Now that HDZ leader Andrej Plenkovic has collected enough signatures to form a government, foreign media are writing about the shift to the right in Croatia following the parliamentary election on 17 April.
In the election on 17 April, the HDZ and its partners won 61 seats and the right-wing populist party Domovinski pokret and its partners 14 seats. On election night, however, Mislav Kolakusic of the Law and Justice party left the coalition, followed by Josip Jurcevic of the DP, who decided not to support Plenkovic’s government, leaving the DP with only 12 seats in the 151-seat parliament
On Friday, Plenkovic officially presented President Zoran Milanovic with the signatures of 78 newly elected MPs, two more than required to form a new government. The signatures were submitted by 61 HDZ MPs, 12 MPs from the Domovinski pokret party and allegedly Vesna Vucemilovic, as well as four representatives of ethnic minorities.
New concerns about ethnic tensions
“Plenkovic’s new Cabinet is likely to push Croatia further to the right ahead of next month’s European election, which takes place as the continent faces a war in Ukraine, climate emergencies, migration and other problems,” writes the Associated Press, which describes DP as “a relatively new political party in Croatia made up largely of radical nationalists and social conservatives who had left the center-right HDZ party. The party is led by the hard-line mayor of the eastern town of Vukovar, which was destroyed during Croatia’s 1991 war of independence after it split from the former Yugoslavia”.
AP notes that “for the first time in years, Croatia’s government will not include a party representing minority Serbs because DP opposed their inclusion.
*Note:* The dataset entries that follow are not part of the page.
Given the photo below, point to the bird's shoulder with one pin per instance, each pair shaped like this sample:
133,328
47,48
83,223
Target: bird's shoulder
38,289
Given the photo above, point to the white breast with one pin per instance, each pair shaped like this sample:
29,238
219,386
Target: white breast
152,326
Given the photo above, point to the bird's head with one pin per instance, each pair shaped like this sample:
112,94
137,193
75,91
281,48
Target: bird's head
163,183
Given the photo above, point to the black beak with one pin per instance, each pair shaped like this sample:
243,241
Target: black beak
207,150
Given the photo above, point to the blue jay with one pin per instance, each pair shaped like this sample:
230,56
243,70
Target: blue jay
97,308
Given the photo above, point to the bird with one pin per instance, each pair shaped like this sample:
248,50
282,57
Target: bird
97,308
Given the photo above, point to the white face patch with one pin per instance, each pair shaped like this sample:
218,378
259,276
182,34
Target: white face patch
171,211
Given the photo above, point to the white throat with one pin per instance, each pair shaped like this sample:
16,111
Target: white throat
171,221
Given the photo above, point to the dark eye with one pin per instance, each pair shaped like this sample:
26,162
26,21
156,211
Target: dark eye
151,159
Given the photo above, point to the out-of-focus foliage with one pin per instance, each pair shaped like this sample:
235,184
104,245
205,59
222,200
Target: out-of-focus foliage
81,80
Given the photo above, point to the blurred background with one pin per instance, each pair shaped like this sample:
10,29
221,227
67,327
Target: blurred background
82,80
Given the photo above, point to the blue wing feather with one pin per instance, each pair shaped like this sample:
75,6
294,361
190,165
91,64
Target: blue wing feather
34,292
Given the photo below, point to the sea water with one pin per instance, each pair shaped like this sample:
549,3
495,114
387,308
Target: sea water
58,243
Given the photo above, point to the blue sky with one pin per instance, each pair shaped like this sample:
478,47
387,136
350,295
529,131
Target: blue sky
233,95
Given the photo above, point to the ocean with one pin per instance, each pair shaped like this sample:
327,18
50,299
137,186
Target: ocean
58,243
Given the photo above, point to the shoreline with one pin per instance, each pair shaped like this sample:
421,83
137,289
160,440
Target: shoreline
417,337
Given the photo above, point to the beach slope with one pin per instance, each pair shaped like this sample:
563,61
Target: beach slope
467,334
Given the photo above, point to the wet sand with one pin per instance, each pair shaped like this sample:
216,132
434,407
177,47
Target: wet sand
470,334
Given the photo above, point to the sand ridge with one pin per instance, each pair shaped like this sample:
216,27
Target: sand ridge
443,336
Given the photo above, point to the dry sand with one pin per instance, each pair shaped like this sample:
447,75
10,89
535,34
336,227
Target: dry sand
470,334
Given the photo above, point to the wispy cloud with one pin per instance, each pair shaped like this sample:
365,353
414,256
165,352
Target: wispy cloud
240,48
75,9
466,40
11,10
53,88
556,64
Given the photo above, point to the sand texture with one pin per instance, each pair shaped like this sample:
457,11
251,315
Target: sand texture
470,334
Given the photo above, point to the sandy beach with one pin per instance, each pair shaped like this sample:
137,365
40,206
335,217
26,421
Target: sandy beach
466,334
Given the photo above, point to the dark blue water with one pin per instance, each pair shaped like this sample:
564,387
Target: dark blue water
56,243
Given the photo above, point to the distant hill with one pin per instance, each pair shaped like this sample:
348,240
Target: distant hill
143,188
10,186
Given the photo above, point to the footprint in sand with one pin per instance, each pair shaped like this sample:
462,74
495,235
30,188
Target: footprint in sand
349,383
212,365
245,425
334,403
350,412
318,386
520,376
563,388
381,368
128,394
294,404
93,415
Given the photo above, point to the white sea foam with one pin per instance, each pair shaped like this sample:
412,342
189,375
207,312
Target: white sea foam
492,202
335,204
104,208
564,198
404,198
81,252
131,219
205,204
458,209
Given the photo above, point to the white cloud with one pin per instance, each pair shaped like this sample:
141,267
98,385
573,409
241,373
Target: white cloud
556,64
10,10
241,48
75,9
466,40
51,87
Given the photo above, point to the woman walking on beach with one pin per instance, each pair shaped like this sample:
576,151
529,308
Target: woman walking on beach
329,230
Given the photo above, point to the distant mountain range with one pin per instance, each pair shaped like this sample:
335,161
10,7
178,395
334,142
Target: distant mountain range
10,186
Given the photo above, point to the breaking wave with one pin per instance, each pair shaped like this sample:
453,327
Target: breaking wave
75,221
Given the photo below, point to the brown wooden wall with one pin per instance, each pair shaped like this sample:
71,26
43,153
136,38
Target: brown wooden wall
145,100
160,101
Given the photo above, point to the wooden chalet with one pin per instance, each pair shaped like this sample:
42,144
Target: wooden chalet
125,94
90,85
That has fueled concerns about ethnic tensions stemming from the conflict in the 1990s.”
Unfair constituencies
Politico writes that “since the April election, complaints have grown that the way constituencies are drawn in Croatia — as well as a system allocating more seats to larger parties in order to reduce political fragmentation — gives an unfair advantage to right-wing and far-right parties”, adding that “many on the left had hoped that firebrand President Zoran Milanovic, whose Social Democratic Party (SDP) placed second in the election, would manage to cobble together a coalition and oust the HDZ from power”
Politico also spoke to historian and expert on the far right in Croatia, Hrvoje Klasic, who said that “Plenkovic made considerable efforts to expel and neutralise far-right figures from HDZ, but now a lot of those who were affiliated with the HDZ are part of the Domovinski pokret.”
Furthermore, writes Politico, “Plenkovic — just like Italian Prime Minister Giorgia Meloni — has since April’s election, placed himself on his HZD’s list of candidates for June EU elections since the April election, ostensibly to gain support for the party.”
Others fear that Plenkovic could accept a mandate in Brussels after the June election, depriving Croatian politics of his moderating influence, Politico reports.